Mostrando entradas con la etiqueta Listening. Mostrar todas las entradas
Mostrando entradas con la etiqueta Listening. Mostrar todas las entradas

domingo, 13 de marzo de 2016

What's the Meaning?

You, the teacher, may need a dictionary do this activity.

  • Choose a word which is long, difficult, and unknown to the students, a good word to begin with is: warmonger.
  • Without using a dictionary, your students write down a definition. (They can work out the definition in groups of three).  Allow them a few minutes to think and write.
  • Collect the definitions and read them aloud.
  • When you have finished reading, they will have to vote which of those is the correct one. (It doesn't matter if none of them is the correct one) 
  • After they have voted and none of the groups guessed the meaning you read the correct one aloud.
The idea of this game is to let students be creative and practice writing skills.
Then you can have the students to discuss their writings.

sábado, 12 de marzo de 2016

Spelling Contest

First, if you have a large class you have to divide it in 2 teams, then the teacher says a word or a sentence depending on the level for the students to spell.

Students should spell these correctly with not even one mistake. The team that has more points is the winner

viernes, 11 de marzo de 2016

Pictionary (Game 1) - Charades (Game 2)

Write out series of categories like professions (doctor, bus driver, etc.), animals, foods, actions (fishing, haircut, etc.) then divide the class into groups of 2. 

One student draws and the other guesses. Next turn, the guesser draws and drawer guesses. This game works best with the arbitrary stop watch (30 seconds). This is designed for one lesson.

Then for another day take the same categories (or create new ones) and play the same game except students, this time, act it out (no speaking or noises). 

martes, 8 de marzo de 2016

Battle Ships - A Vocabulary Game

Preparation:
Divide the students in to groups of four or five. Then ask the student to make the name for their ships for example with the names of animals, cities, movie stars or let them find their own favourite names.
Ask them to choose the Captain and the Shooter. The captain's duty is to memorize his ship's name, so he can reply if somebody call his ship's name. The shooter's duty is to memorize the names of the ships of 'their enemies', so he can shoot them by calling their ship's name.

Activity:
Arrange all the captains in a circle, the ships' crews must line up behind their captains. The shooter is the last crew member in line.
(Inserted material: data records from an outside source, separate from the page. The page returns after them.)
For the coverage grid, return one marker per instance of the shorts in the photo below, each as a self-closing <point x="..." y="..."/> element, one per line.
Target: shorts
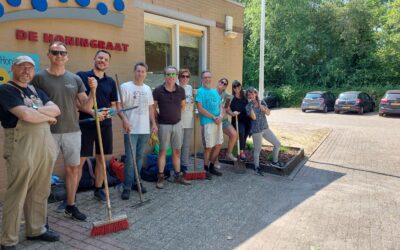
<point x="212" y="135"/>
<point x="225" y="123"/>
<point x="170" y="135"/>
<point x="89" y="137"/>
<point x="70" y="146"/>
The teacher must decide a lexical area of vocabulary, this vocabulary will be used to defend their ships from the attacks. Every students (except the shooters) must find their own words. The lexical area for example, "Four Legged Animals". Give the students 1-2 minutes to find as many possible words as they can and memorize them.

Start the game by calling a ship's name, for example the ship name is "THE CALIFORNIAN". The captain of THE CALIFORNIAN must reply with a word from the lexical area given, for example he says "TIGER" followed by his crews behind him one by one, "COW"; "SHEEP" until it  is the shooter turns and he calls out the name of another ship and the captain of the ship called must reply and his crews must do the same thing. No word can be repeated.

If the captain is late to reply (more than 2 seconds) or his crew can not say the words or a word repeated or the shooter shoots the wrong ship (his own ship or the ship that has already been sunk) the ship is sunk, and the crew members can join the crew of another ship.

The teacher can change the lexical area for the next round.

In the last round there will be two big groups battling to be the winner.

Secret Code

I sometimes give instructions to my students written in code that they have to interpret before completing tasks. I've used this at various levels:

Here's an example: to revise alphabet and simple present verbs/vocab.

  • ·        Tell students the code e.g. each code letter represents the letter that comes before it in the alphabet ‘a’ is ‘b’, ‘m’ is ‘n’, 'dbu' is cat etc. 
  • ·        Then they decode their message and do the task: 

o   xbml up uif cpbse - walk to the board 
o   kvnq ufo ujnft - jump ten times

To make it more difficult, I've...
  • ·        Used more complex codes,
  • ·        Let them work the code out for themselves,
  • ·        Have not defined where words end,
  • ·        Have given more complicated tasks or vocabulary
  • ·        Or given them half an instruction which they must decode and then find the classmate with the other half of their task information.


This activity can be used to review or practice vocabulary or structure or simply be a different way to introduce the topic for the day's class - each student gets one or two words to decode and then the class work to put all the words together.


jueves, 3 de marzo de 2016

Toilet Paper Icebreaker

This activity is used as a "getting to know you", icebreaker on the first day of class.

Teacher takes the toilet paper roll and takes several squares of toilet paper, then hands the roll of toilet paper to a student.
  • The teacher tells the student to take some, more than three.
  • After everybody in the class has some paper, we count the squares we have, then we have to tell that many things about ourselves, in English. 
 This activity works well with substitute teachers also. The toilet paper is such an attention getter.